Pfister argumentiert, dass die Kirchen ihre Stimme häufig für die bessere hielten. Dies führe dazu, dass die Kirchen meist gesinnungsmässig argumentierten und keine Güterabwägung machten. Aber schauen wir doch einfach auf die Güterabwägung, wie sie die Bundesverfassung in der Präambel vornimmt. Sie beginnt schon mit der ähnlichen Formel, wie der Titel des TA-Artikels: «Im Namen Gottes des Allmächtigen!» (inklusive Ausrufezeichen). Das lässt fragen, was denn so falsch sein kann, wenn die Kirchen ebenfalls ihre Stimmen «im Namen Gottes» erheben? Aber die Präambel der Bundesverfassung nimmt auch die von Herrn Pfister vermisste Güterabwägung durch die Kirchenleute vor:

Das Schweizervolk und die Kantone,

(handeln) in der Verantwortung gegenüber der Schöpfung,

(handeln) im Bestreben, den Bund zu erneuern, um Freiheit und Demokratie, Unabhängigkeit und Frieden in Solidarität und Offenheit gegenüber der Welt zu stärken,

(handeln) im Willen, in gegenseitiger Rücksichtnahme und Achtung ihre Vielfalt in der Einheit zu leben,

(handeln) im Bewusstsein der gemeinsamen Errungenschaften und der Verantwortung gegenüber den künftigen Generationen,

(sind sich) gewiss, dass frei nur ist, wer seine Freiheit gebraucht, und dass die Stärke des Volkes sich misst am Wohl der Schwachen.

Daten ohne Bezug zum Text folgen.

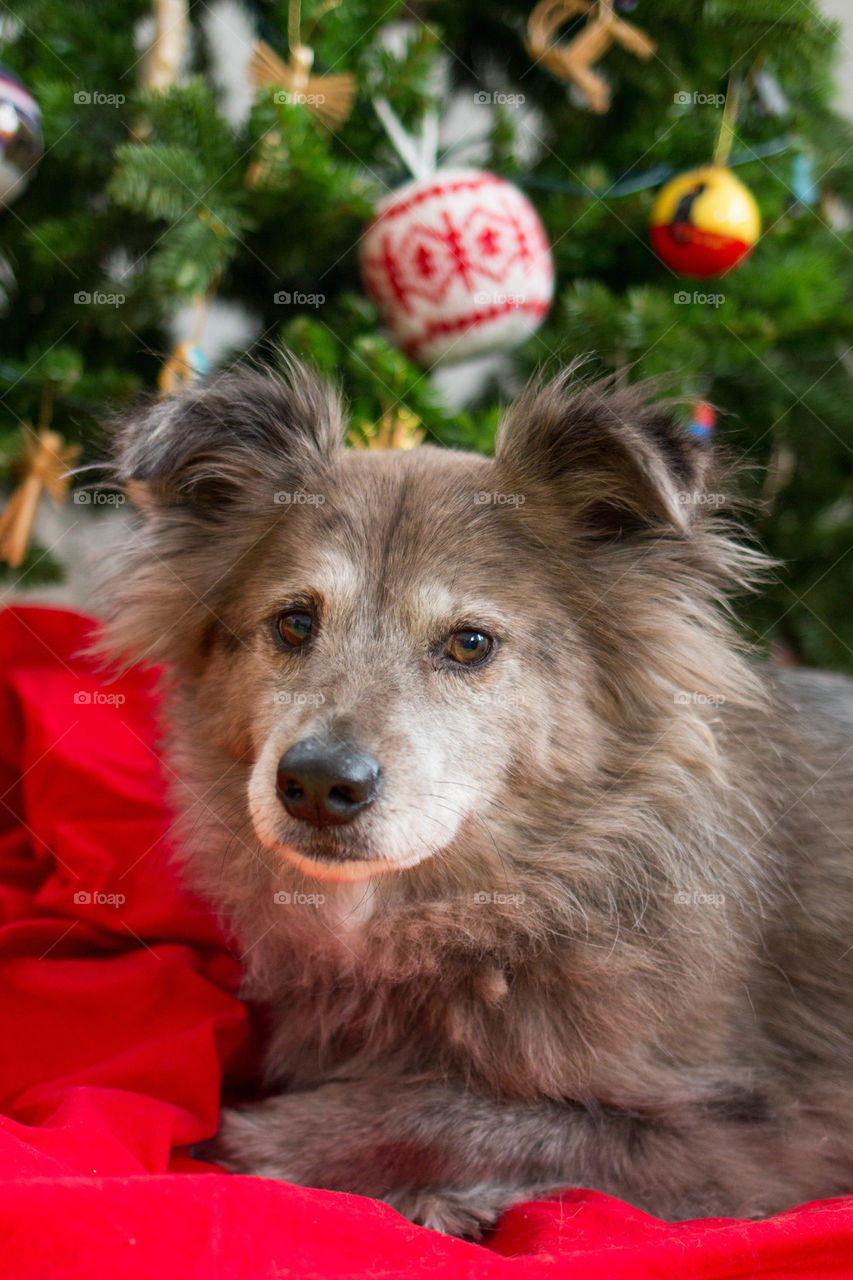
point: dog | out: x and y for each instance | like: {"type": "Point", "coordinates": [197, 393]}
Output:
{"type": "Point", "coordinates": [544, 880]}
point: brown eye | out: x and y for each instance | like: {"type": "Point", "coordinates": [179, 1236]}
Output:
{"type": "Point", "coordinates": [293, 627]}
{"type": "Point", "coordinates": [469, 647]}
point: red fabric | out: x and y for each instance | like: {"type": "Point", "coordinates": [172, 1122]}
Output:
{"type": "Point", "coordinates": [119, 1019]}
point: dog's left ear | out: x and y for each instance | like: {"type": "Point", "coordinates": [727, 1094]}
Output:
{"type": "Point", "coordinates": [611, 460]}
{"type": "Point", "coordinates": [209, 448]}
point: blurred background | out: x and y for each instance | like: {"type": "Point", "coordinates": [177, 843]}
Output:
{"type": "Point", "coordinates": [185, 183]}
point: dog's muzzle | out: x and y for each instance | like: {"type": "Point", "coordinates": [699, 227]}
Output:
{"type": "Point", "coordinates": [327, 784]}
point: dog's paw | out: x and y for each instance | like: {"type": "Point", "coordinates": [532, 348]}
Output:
{"type": "Point", "coordinates": [243, 1144]}
{"type": "Point", "coordinates": [469, 1212]}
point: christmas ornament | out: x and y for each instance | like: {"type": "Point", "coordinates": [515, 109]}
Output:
{"type": "Point", "coordinates": [702, 421]}
{"type": "Point", "coordinates": [46, 464]}
{"type": "Point", "coordinates": [328, 97]}
{"type": "Point", "coordinates": [187, 362]}
{"type": "Point", "coordinates": [185, 366]}
{"type": "Point", "coordinates": [397, 429]}
{"type": "Point", "coordinates": [168, 48]}
{"type": "Point", "coordinates": [21, 138]}
{"type": "Point", "coordinates": [705, 222]}
{"type": "Point", "coordinates": [573, 62]}
{"type": "Point", "coordinates": [456, 260]}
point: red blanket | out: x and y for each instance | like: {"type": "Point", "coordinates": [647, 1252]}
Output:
{"type": "Point", "coordinates": [119, 1019]}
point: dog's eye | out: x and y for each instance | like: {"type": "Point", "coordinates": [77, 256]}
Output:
{"type": "Point", "coordinates": [293, 627]}
{"type": "Point", "coordinates": [469, 647]}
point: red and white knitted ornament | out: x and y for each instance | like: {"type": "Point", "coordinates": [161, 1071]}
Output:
{"type": "Point", "coordinates": [459, 264]}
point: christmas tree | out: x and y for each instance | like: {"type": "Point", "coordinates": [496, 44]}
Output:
{"type": "Point", "coordinates": [160, 188]}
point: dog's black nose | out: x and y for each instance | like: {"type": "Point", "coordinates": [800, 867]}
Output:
{"type": "Point", "coordinates": [327, 784]}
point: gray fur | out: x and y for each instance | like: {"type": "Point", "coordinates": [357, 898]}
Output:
{"type": "Point", "coordinates": [605, 936]}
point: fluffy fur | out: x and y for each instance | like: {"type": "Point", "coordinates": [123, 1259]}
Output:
{"type": "Point", "coordinates": [596, 928]}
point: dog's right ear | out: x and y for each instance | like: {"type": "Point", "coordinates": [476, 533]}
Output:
{"type": "Point", "coordinates": [210, 448]}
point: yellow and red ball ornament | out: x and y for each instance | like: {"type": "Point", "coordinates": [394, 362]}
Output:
{"type": "Point", "coordinates": [705, 223]}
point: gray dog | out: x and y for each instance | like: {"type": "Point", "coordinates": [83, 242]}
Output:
{"type": "Point", "coordinates": [544, 880]}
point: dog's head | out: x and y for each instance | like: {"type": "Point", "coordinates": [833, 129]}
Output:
{"type": "Point", "coordinates": [400, 652]}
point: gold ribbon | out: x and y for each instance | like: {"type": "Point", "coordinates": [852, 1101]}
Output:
{"type": "Point", "coordinates": [574, 60]}
{"type": "Point", "coordinates": [46, 461]}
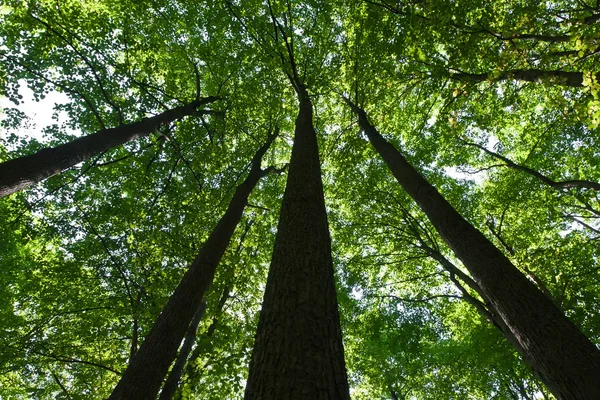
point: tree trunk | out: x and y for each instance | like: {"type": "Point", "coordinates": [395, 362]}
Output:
{"type": "Point", "coordinates": [22, 172]}
{"type": "Point", "coordinates": [144, 375]}
{"type": "Point", "coordinates": [558, 185]}
{"type": "Point", "coordinates": [566, 361]}
{"type": "Point", "coordinates": [172, 381]}
{"type": "Point", "coordinates": [298, 353]}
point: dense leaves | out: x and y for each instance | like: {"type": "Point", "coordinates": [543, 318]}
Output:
{"type": "Point", "coordinates": [90, 257]}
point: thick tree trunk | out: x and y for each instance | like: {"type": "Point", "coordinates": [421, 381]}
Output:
{"type": "Point", "coordinates": [144, 375]}
{"type": "Point", "coordinates": [561, 78]}
{"type": "Point", "coordinates": [172, 381]}
{"type": "Point", "coordinates": [566, 361]}
{"type": "Point", "coordinates": [298, 353]}
{"type": "Point", "coordinates": [22, 172]}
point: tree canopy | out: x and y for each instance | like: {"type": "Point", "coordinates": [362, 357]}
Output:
{"type": "Point", "coordinates": [495, 103]}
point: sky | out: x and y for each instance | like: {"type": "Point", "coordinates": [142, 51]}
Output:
{"type": "Point", "coordinates": [39, 113]}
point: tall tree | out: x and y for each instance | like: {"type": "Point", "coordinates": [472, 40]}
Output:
{"type": "Point", "coordinates": [91, 256]}
{"type": "Point", "coordinates": [20, 173]}
{"type": "Point", "coordinates": [298, 352]}
{"type": "Point", "coordinates": [572, 368]}
{"type": "Point", "coordinates": [143, 377]}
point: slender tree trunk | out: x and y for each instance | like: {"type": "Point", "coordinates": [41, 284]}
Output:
{"type": "Point", "coordinates": [558, 185]}
{"type": "Point", "coordinates": [561, 78]}
{"type": "Point", "coordinates": [172, 381]}
{"type": "Point", "coordinates": [298, 353]}
{"type": "Point", "coordinates": [566, 361]}
{"type": "Point", "coordinates": [144, 375]}
{"type": "Point", "coordinates": [22, 172]}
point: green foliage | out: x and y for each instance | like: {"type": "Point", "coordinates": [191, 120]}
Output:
{"type": "Point", "coordinates": [89, 257]}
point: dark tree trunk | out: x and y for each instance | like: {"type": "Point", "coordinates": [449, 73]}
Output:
{"type": "Point", "coordinates": [144, 375]}
{"type": "Point", "coordinates": [561, 78]}
{"type": "Point", "coordinates": [558, 185]}
{"type": "Point", "coordinates": [298, 353]}
{"type": "Point", "coordinates": [174, 377]}
{"type": "Point", "coordinates": [566, 361]}
{"type": "Point", "coordinates": [22, 172]}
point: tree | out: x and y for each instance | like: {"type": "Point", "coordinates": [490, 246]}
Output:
{"type": "Point", "coordinates": [572, 368]}
{"type": "Point", "coordinates": [91, 255]}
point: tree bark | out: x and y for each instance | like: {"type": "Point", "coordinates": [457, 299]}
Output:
{"type": "Point", "coordinates": [558, 185]}
{"type": "Point", "coordinates": [566, 361]}
{"type": "Point", "coordinates": [172, 382]}
{"type": "Point", "coordinates": [144, 375]}
{"type": "Point", "coordinates": [557, 77]}
{"type": "Point", "coordinates": [20, 173]}
{"type": "Point", "coordinates": [298, 353]}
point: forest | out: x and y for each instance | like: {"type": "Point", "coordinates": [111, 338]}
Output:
{"type": "Point", "coordinates": [300, 199]}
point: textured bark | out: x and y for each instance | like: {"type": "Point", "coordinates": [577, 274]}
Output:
{"type": "Point", "coordinates": [145, 373]}
{"type": "Point", "coordinates": [22, 172]}
{"type": "Point", "coordinates": [557, 77]}
{"type": "Point", "coordinates": [566, 361]}
{"type": "Point", "coordinates": [172, 381]}
{"type": "Point", "coordinates": [298, 353]}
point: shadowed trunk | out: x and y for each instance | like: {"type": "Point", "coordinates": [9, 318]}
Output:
{"type": "Point", "coordinates": [298, 353]}
{"type": "Point", "coordinates": [145, 373]}
{"type": "Point", "coordinates": [558, 185]}
{"type": "Point", "coordinates": [172, 381]}
{"type": "Point", "coordinates": [22, 172]}
{"type": "Point", "coordinates": [566, 361]}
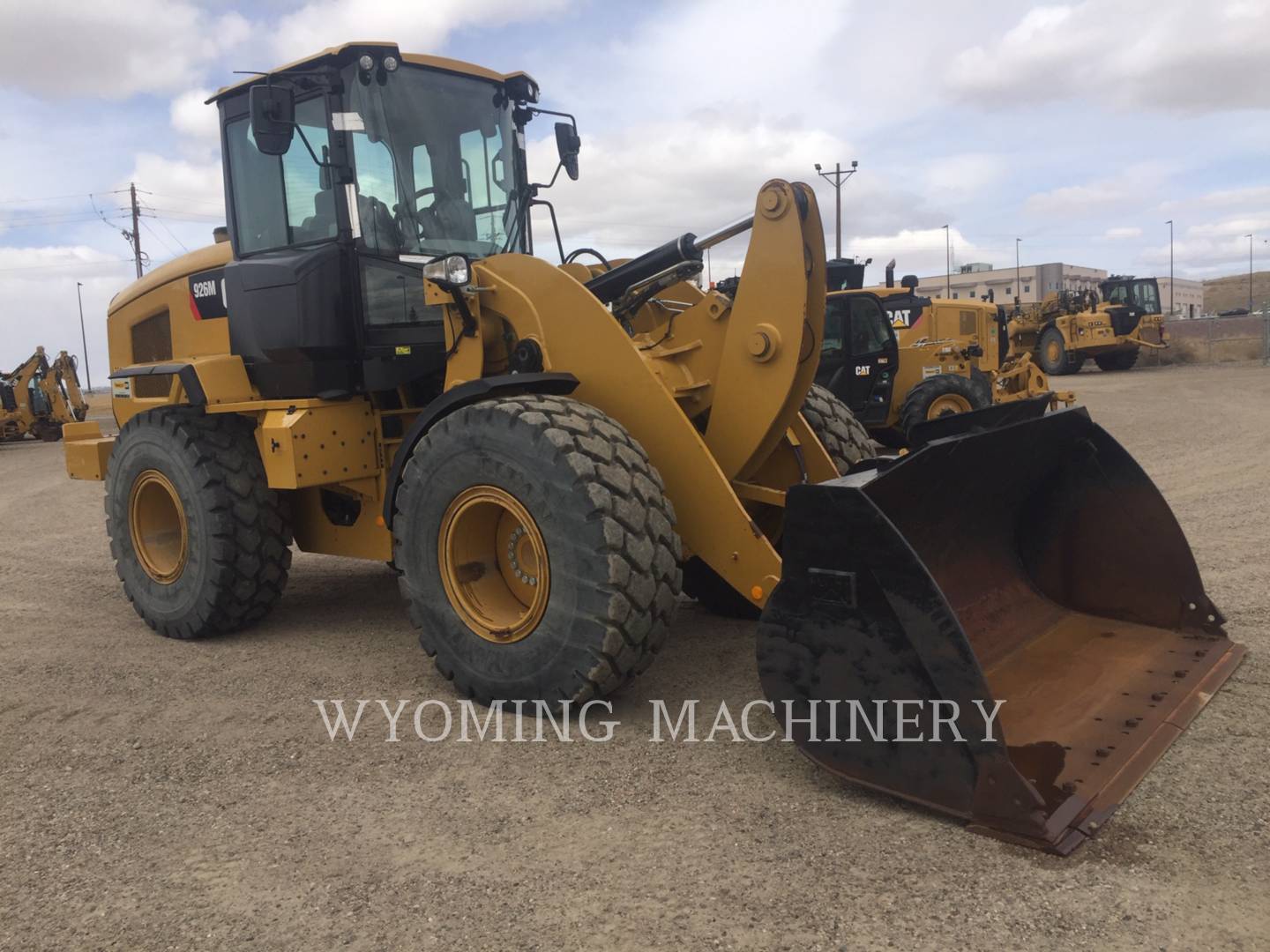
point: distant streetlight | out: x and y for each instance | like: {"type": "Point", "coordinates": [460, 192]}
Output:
{"type": "Point", "coordinates": [947, 263]}
{"type": "Point", "coordinates": [88, 375]}
{"type": "Point", "coordinates": [1169, 224]}
{"type": "Point", "coordinates": [836, 178]}
{"type": "Point", "coordinates": [1250, 271]}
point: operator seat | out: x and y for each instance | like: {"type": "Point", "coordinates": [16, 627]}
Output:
{"type": "Point", "coordinates": [323, 222]}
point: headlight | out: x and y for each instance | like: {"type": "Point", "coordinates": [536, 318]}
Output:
{"type": "Point", "coordinates": [450, 271]}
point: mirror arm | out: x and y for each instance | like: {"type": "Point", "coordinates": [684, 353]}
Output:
{"type": "Point", "coordinates": [556, 227]}
{"type": "Point", "coordinates": [534, 111]}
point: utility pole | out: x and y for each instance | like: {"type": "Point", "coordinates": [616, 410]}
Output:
{"type": "Point", "coordinates": [88, 374]}
{"type": "Point", "coordinates": [1250, 271]}
{"type": "Point", "coordinates": [136, 227]}
{"type": "Point", "coordinates": [836, 178]}
{"type": "Point", "coordinates": [1019, 283]}
{"type": "Point", "coordinates": [947, 264]}
{"type": "Point", "coordinates": [1169, 224]}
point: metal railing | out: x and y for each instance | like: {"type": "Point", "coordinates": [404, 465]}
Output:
{"type": "Point", "coordinates": [1214, 340]}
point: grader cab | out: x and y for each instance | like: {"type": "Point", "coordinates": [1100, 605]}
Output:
{"type": "Point", "coordinates": [376, 366]}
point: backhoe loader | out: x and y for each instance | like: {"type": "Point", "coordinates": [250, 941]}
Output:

Als Christ, Staatsbürger und ehemaliger Verantwortungsträger in der Zürcher Kirche frage ich mich nun:

  • Was kann denn am Votum von Bischof Felix Gmür so falsch sein, wenn er in der Energiestrategie die Verantwortung gegenüber der Schöpfung erkennt?
  • Was kann an der Willkommenskultur so falsch sein, wenn darin eine Stärkung der Offenheit gegenüber der Welt zum Ausdruck kommt?
  • Wie müssen die Revisionen von AHV und BVG ausgestaltet sein, damit sie die Verantwortung gegenüber den künftigen Generationen wahrnehmen?
  • Messen sich die Revisionen in der Sozialgesetzgebung tatsächlich am Wohl der Schwachen und führen so zu einer Stärkung des Volkes?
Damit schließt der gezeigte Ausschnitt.